Sunak’s NI deal looks like a Brexit victory, but his next steps are tricky | brexit

The last few weeks of Rishi Sunak’s attempts to finally get Brexit done were characterized by extreme caution. Unlike the many previous attempts to get deals with Brussels, those in the know kept quiet.

Officials and ministers said only that talks between the two sides on the Northern Ireland protocol remained a “reaching exercise”. They wouldn’t even admit to whether there was a “tunnel,” the highly secret talks that take place just before a deal is struck.

The stakes for Sunak could not have been higher. This was an opportunity to start restoring relations with the EU, to show he could rein in a seemingly ungovernable Conservative party, and to avoid going to the next election still plagued by divisions over Brexit.

But, as several Conservative prime ministers have discovered to their own expense, Brexit and the Conservatives are a combustible combination, and the UK’s long and turbulent history with Brussels has a habit of crushing the leaders. Despite all the progress that has been made in recent weeks, it is not surprising that there is a lot of nerve in Downing Street that it could all go wrong.

Which makes it all the more remarkable that, three years after Boris Johnson agreed the “oven-ready Brexit deal” with Brussels that caused all the trouble on the ground in Northern Ireland, Sunak seems to have achieved what many considered Impossible, finally fixing it.

But getting his Windsor framework across the line with the European Commission would only be half the battle. With his technocratic, evidence-based approach to negotiations reflecting the usual way of doing things in Brussels, sealing the protocol deal was the easy part.

Ursula von der Leyen, the chair of the commission, was clear that Sunak was someone she could do business with, in stark contrast to Johnson, who took a more belligerent approach. “There was a very constructive attitude from the beginning, to solve problems, to find solutions,” she told reporters.

But where the previous Brexit deals ran into trouble was when they reached the Tory party. Sunak made the decision to take on the European Research Group of second-tier Eurosceptic Conservatives and hope that the rest of his MPs saw that the public was fed up with the Conservatives’ infighting.

He tied up key Brexiters early on, keeping Chris Heaton-Harris, Liz Truss’s Northern Ireland secretary, in office to give him a say in the talks. His deputy, Steve Baker, the self-proclaimed Brexit tough man, admitted that he had been willing to quit over the deal, but later read the documents. Now is the time to “turn the page” on the protocol and “move on to the next chapter,” he said.

The prime minister went on a charm offensive to persuade other influential Brexit Tories to do just that, inviting the likes of David Davis, who resigned as Brexit secretary over Theresa May’s compromise deal, into talks. Davis later said that his instinct was to support the agreement and that he hoped any rebellion would be limited.

What they and other Brexiter Conservatives seem to have concluded is that the country wants to move on. During the 2019 Brexit wars, which ultimately ousted Theresa May, two-thirds of UK voters felt that leaving the EU was the most important issue facing the country. That figure is now around 15-20%.
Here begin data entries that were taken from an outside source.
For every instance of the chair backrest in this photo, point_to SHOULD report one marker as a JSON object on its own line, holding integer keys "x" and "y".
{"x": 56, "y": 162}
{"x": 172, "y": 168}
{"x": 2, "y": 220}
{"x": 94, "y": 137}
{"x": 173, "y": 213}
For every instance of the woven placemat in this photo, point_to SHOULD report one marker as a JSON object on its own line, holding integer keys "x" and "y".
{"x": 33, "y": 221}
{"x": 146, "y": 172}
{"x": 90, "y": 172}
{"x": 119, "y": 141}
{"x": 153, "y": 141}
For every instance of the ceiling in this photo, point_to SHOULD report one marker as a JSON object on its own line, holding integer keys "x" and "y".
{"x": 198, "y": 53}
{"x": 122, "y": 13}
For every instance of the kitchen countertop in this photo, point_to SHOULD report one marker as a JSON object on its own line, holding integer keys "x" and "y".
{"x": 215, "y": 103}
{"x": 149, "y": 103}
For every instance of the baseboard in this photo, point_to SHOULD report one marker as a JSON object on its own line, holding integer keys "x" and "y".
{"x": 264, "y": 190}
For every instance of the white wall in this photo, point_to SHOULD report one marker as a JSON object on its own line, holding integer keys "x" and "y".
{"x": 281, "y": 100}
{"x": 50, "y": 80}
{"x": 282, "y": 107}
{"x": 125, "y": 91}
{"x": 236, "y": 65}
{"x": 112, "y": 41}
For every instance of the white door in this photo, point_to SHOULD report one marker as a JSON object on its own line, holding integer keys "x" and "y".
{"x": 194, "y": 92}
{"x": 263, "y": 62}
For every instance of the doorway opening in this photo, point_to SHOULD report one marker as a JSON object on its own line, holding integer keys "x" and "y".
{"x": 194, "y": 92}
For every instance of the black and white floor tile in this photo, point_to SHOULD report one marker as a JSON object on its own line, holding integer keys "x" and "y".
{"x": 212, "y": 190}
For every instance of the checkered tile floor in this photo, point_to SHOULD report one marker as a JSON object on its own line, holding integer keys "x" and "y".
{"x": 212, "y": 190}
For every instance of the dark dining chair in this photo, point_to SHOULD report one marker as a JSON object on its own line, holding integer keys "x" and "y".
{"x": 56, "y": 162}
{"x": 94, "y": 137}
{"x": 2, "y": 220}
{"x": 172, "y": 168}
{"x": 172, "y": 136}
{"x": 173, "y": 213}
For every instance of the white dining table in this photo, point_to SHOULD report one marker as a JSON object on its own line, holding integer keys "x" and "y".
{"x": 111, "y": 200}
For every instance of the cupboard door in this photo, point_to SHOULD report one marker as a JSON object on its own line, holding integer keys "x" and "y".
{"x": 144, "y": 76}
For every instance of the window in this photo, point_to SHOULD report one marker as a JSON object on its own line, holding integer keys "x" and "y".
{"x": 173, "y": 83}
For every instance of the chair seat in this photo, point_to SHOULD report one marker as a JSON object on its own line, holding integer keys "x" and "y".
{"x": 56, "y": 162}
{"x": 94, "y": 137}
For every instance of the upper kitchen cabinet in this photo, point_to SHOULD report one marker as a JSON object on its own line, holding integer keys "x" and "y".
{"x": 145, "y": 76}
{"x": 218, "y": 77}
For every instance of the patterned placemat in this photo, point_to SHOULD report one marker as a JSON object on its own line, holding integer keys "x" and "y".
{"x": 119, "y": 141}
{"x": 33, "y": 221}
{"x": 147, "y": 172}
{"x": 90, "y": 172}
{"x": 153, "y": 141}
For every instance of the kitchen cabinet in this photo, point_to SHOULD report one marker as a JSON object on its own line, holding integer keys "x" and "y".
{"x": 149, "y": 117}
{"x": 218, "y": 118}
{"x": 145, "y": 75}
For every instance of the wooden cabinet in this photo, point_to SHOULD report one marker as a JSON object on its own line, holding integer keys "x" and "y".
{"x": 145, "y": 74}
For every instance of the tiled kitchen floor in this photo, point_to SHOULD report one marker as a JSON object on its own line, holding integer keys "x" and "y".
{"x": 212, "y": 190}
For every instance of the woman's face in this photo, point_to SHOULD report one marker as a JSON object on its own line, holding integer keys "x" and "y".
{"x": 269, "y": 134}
Sunak has bet that enough Conservative MPs acknowledge that continuing to discuss Brexit in the run-up to the next election would be electoral suicide, and that his deal is better than the alternatives.

It appears he has, at the very least, averted a major rebellion, a big change from last week when there were warnings that up to 100 Conservative MPs could vote against the deal. Parliament is expected to vote, but not this week, to give parliamentarians time to review the legal text.

Conservative whips are hopeful the rebellion can be limited to two dozen irreconcilables, meaning the deal could pass without the government having to rely on Labor votes. Some in the government say there may even be electoral benefits for Sunak, who seems unafraid of taking on staunch Brexitists from his party.

Sunak also appears to have neutralized Johnson as a destabilizing force for his government over Brexit, scrapping the former prime minister’s Northern Ireland protocol bill now that it is no longer needed as a bargaining chip. “We also don’t need the bill and we also don’t have a credible basis to pursue it,” he told lawmakers. Johnson, so far, has been unusually quiet.

But Sunak still has a problem with the Democratic Unionist party. He doesn’t need them to back up his deal, but he does need them so he doesn’t get slammed. If the main point of the deal is to restore power sharing in Northern Ireland, not getting Stormont back up and running soon would be a major blow.

Despite some complaints from the more hawkish element in the DUP, there are early signs of optimism. DUP leader Jeffrey Donaldson accepted that “significant progress” had been made, despite some ongoing concerns about the current role of EU law.

There was also criticism of the involvement of the King, who, on government advice, accepted an invitation to meet von der Leyen after she and Sunak announced the deal, with senior DUP officials accusing the government of being “deaf”. .

Unusually, the government deal has won the backing of the UK’s main opposition parties, though they point out that many economic and political problems could have been avoided if Sunak’s predecessors had taken a different tack. Now they will leave and study the details of the deal. The prime minister should take the win.